Now and then Death rears her head in everyone’s life. That was my first true peekaboo of her elegant manifestation in what I came to call the Quiller Case.

“Mr. King Oliver,” a woman’s voice sounded from off to my right.

The words held more than mere content. They also conveyed musicality, depth. But as much information as it held, the voice also hid meaning.

When I turned my head I did not expect to see a gorgeous Black woman. Tall, she was maybe thirty-three looking twenty-six, dark-skinned with a face that was the shape of an inverted egg. Mathilda Prim’s figure was reminiscent of a Playboy bunny of the late sixties — opulent, impossible.

“Ms. Prim?”

“You and Adam can leave, Rudolph,” she said, looking me in the eye.

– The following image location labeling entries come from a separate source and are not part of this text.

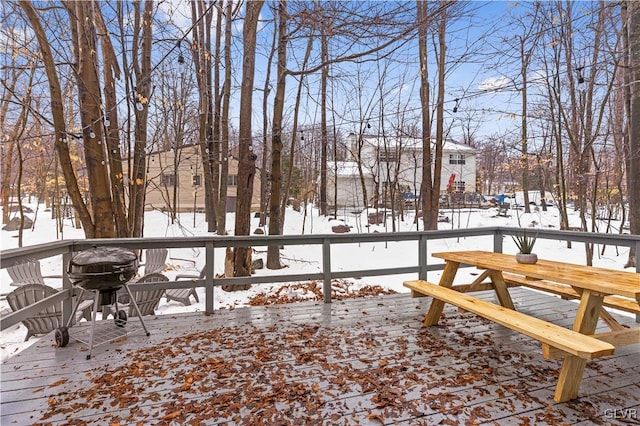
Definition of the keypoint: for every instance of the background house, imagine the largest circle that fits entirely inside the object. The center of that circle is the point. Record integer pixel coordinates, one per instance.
(177, 174)
(392, 168)
(349, 186)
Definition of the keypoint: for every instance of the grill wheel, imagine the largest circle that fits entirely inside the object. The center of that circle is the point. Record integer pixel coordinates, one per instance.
(62, 337)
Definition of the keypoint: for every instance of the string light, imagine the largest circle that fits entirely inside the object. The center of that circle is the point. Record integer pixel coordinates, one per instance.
(455, 108)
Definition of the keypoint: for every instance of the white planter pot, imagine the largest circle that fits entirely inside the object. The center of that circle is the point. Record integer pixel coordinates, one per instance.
(529, 258)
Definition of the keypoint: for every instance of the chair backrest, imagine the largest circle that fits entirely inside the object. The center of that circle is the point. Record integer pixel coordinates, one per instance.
(147, 300)
(26, 273)
(44, 321)
(156, 260)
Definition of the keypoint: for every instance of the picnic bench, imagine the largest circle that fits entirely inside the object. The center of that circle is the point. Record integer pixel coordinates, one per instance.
(503, 209)
(577, 345)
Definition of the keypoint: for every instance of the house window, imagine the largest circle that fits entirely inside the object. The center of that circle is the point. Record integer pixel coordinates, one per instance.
(458, 186)
(388, 157)
(457, 159)
(168, 179)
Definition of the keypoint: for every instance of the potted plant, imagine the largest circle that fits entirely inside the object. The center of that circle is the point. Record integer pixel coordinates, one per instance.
(525, 245)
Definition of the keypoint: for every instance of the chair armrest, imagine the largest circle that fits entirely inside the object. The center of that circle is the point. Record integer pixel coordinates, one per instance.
(183, 276)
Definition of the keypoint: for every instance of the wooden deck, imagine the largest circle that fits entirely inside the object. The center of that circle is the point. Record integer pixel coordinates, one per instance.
(364, 361)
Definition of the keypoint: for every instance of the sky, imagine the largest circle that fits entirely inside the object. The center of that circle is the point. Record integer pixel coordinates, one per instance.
(470, 83)
(301, 259)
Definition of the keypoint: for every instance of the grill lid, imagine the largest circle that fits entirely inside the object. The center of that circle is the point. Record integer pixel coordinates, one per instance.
(103, 267)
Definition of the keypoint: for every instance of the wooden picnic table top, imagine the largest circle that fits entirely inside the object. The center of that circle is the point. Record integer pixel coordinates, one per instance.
(601, 280)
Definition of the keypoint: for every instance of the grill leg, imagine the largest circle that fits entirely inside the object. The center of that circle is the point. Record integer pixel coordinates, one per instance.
(135, 306)
(75, 308)
(96, 303)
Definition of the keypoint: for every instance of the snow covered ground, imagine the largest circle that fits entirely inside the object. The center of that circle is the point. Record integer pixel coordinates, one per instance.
(298, 259)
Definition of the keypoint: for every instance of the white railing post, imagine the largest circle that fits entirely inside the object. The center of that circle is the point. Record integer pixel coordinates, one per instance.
(422, 257)
(326, 269)
(209, 276)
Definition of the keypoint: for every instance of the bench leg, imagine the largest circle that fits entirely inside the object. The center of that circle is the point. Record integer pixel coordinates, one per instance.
(501, 290)
(570, 378)
(573, 367)
(435, 310)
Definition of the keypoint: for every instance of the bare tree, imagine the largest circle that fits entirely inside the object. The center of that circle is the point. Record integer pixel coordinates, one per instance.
(633, 162)
(247, 160)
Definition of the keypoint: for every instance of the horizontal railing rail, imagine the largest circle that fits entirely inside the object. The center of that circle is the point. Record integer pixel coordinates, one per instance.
(67, 248)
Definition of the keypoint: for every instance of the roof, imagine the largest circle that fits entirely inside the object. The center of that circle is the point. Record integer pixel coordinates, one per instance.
(348, 168)
(416, 143)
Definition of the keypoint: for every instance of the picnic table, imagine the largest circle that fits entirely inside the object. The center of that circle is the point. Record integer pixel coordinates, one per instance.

“Yes, ma’am,” Rudolph replied.

His words contained real civility. That was a surprise.

The muscle left. When I turned back I saw that Minta had also gone.

“Joe would be fine, ma’am,” I said to the lady.

“Yes,” she said. “Of course.”

She glided over to the chair that Minta had abandoned and sat. It was all so terribly elegant.

“Won’t you join me?” she offered.

Back in my chair, I took my first sip of coffee. It was pretty good.

“I was told your given name but I prefer King Oliver, the cornetist who mentored Louis Armstrong.”

She didn’t smile, but there was no tension or hostility to her expression either. She was the mistress of what she surveyed — the deep blue sea and me.

“It’s our true history,” I said after a scant lull.

“What is?”

“Jazz.”

There was the hint of a smile on just her lips.

“Yes,” she agreed. “People here, in this country I mean, give short shrift to the contents of their hearts.”

“Unknown loves that guide their every step.” It felt like I was completing a quote that had never been uttered.

“That’s why they hate themselves,” she continued, gazing toward the interior of the house.

“Are you foreign-born?”

“No, but... it feels like that sometimes.”

For some reason that made me look out on the water. There was a solitary black-sailed boat out there — drifting.

“Do you drink, Mr. King Oliver?”

“I’d take bourbon if you got it.”

I’m not sure what you would have called the room we were in. It was very large and mostly unfurnished, with the exception of the two cast-iron chairs, a small cherrywood card table, and a squat maple cabinet flush against the wall behind me.

Mathilda Prim went to the wall-hugging breakfront cabinet and threw open its curved doors, revealing that it was a bar of sorts. She took out a ceramic decanter with two glasses and poured.

“You don’t take ice, do you?” she asked when placing the two double shots down.

“That little bar of yours doesn’t seem to belong in a big fancy house like this. You’d think there’d be a whole alcove dedicated to hooch.”

“That’s right,” she averred. “You’re a detective, aren’t you?”